Brian LeighFeatured ColumnistDecember 17, 2012

SOUTH BEND, IN - OCTOBER 13: Kyle Brindza #27 of the Notre Dame Fighting Irish kicks a field goal out of the hold of Ben Turk #35 against the Standford Cardinal at Notre Dame Stadium on October 13, 2012 in South Bend, Indiana. (Photo by Jonathan Daniel/Getty Images)
Jonathan Daniel/Getty Images

It's been 15 days since the Notre Dame Fighting Irish and Alabama Crimson Tide were officially slated to play in the BCS National Championship, and most of us are already sick of hearing about the matchup.

It's an inevitable upshot of the current playoff system. The other bowls are good and fun, but in the grand scheme of things, none of them really matter. Only the result of Notre Dame vs. Alabama will withstand the test of time. So if we, the media, are given two months to wait in anticipation, of course we're gonna break down the same players, matchups and stories ad nauseum . It's what we do!

So here's a welcome respite from articles about how A.J. McCarron must be accurate on deep balls, or how Manti Te'o needs to create turnovers. Both of those things are true, but by now you're surely well aware of that.

Below are three under-the-radar Irish players who need to step up against Alabama. Three players you likely haven't read (that much) about, whom Notre Dame can't win without getting a good game from.

And be patient, folks—only 22 days of coverage 'til kickoff!


NT Louis Nix

A.J. McCarron has been great this season. In fact, he's been one of the best quarterbacks in the nation. But if Alabama wants to beat the Irish, it will need to establish a supplement on the ground.

That's where Nix comes in.

The Tide boast two 1,000-yard rushers, one of whom—Eddie Lacey—does most of his work between the tackles. Actually, forget the tackles: Lacey does most of his work between the guards.

Ascending sophomore nose tackle Louis Nix has been a revelation this year in South Bend. He played so well, in fact, that the team named him co-defensive lineman of the year along with All-American Stephon Tuitt.

He'll have his work cut out for him against Alabama, though. Because if he truly wants to make a positive impact, he'll need to outplay the best center—if not the best offensive lineman—in college football, Barrett Jones.

Nix, for his part, isn't backing down from the challenge. Of Jones he said, "I'm happy that he's the No. 1 center in the country—that gives me an opportunity to better myself and see where I fit at in the country with other nose tackles that went up against him." (h/t

If Notre Dame plans on slowing down Lacey, it better hope he fits in pretty well.


C Braxton Cave

He may not be the aforementioned Barrett Jones, but Braxton Cave is certainly no slouch at center.
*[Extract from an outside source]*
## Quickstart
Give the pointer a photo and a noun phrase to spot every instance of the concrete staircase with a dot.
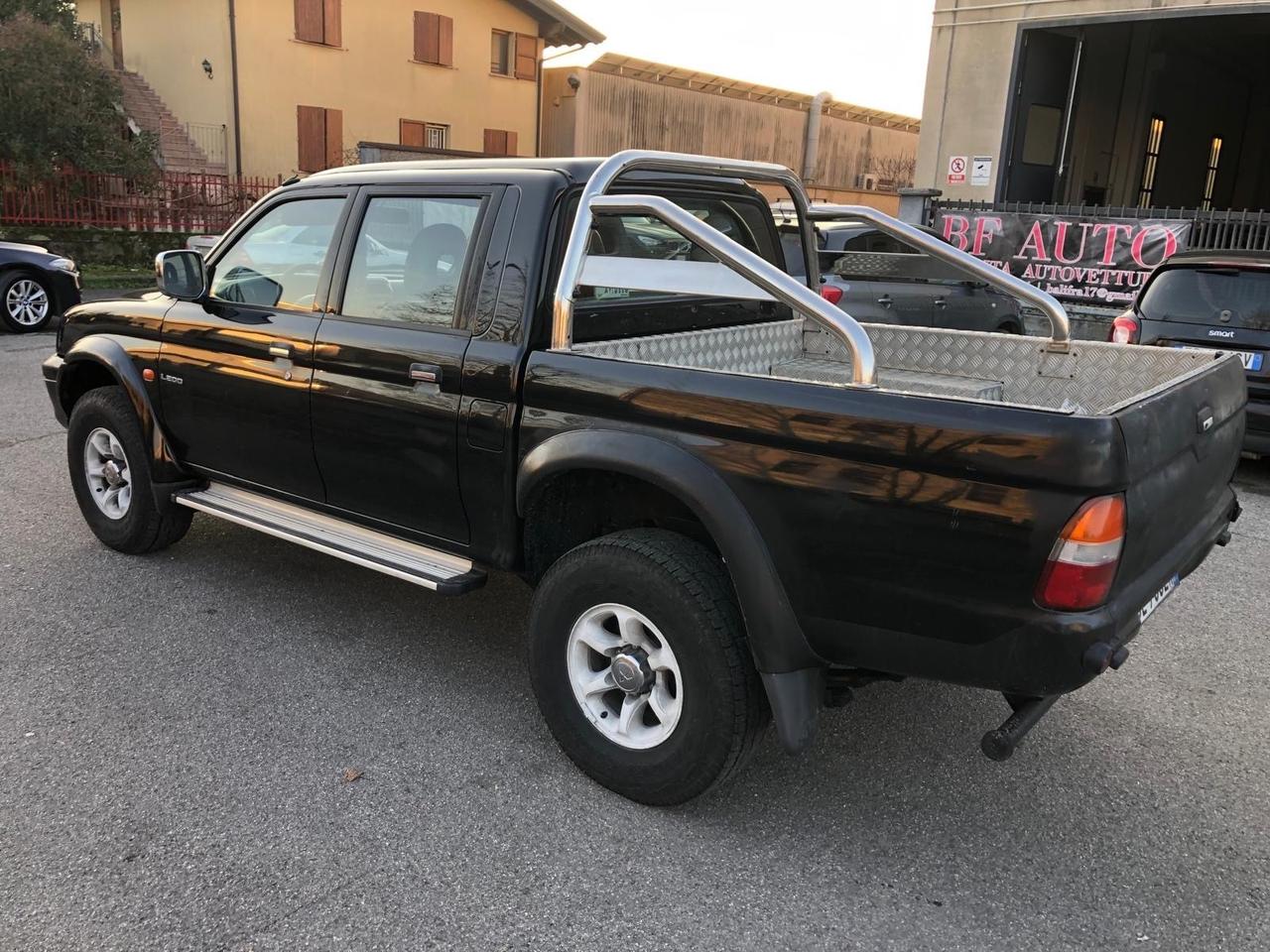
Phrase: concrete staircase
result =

The Irish senior, and ballast of their offensive line, has helped pave holes for Theo Riddick and Cierre Wood all season long. His success didn't go unnoticed, either: The Associated Press named him a third-team All-American (Jones, for his part, made the first team).

Like Alabama, Notre Dame has trouble moving the ball solely through the air. If it's unable to establish the run, its offense can be cold, stagnant and, at times, downright ugly. Which is inauspicious since establishing the run against the Tide is easier said than done.

Like, much easier said than done—they're the No. 1 rushing defense in the country.

Cave will have his hands full with Alabama nose guard Jesse Williams. The senior made a smooth transition from end to guard this season, consistently forcing more than one man to block him at a time. That proclivity for occupation has freed the rest of Alabama's line to make play after play.

If Cave can occupy Williams by himself—which, like everything against the Tide, will be easier said than done—the Irish might be able to move the ball on the ground. If not, the game will rest solely on Everett Golson's arm.


K Kyle Brindza

Sophomore Kyle Brindza has had a capricious season, especially from middle range. Just take a look at his splits by distance:

0-19 1/1 100.0
20-29 10/11 90.9
30-39 8/11 72.7
40-49 3/7 42.9
50+ 1/1 100.0
Total 23/31 74.2

Alabama's defense occasionally bends, but hardly ever breaks. It's likely, if not downright inevitable, that Brindza will be asked to make a couple of kicks from 30-49 yards—a distance he's made only 61 percent of his kicks from.

He made 5-of-6 kicks against USC, but only 1-of-2 from that crucial distance. This is distressing since a missed mid-range field goal is, for all intents and purposes, the same thing as a turnover.

The Irish need to play a near-perfect game to beat Alabama. They'd prefer to get touchdowns over field goals, but if and when they call Brindza's number, they need to walk away with three, not zero.

Otherwise, they can kiss the Crystal Trophy goodbye.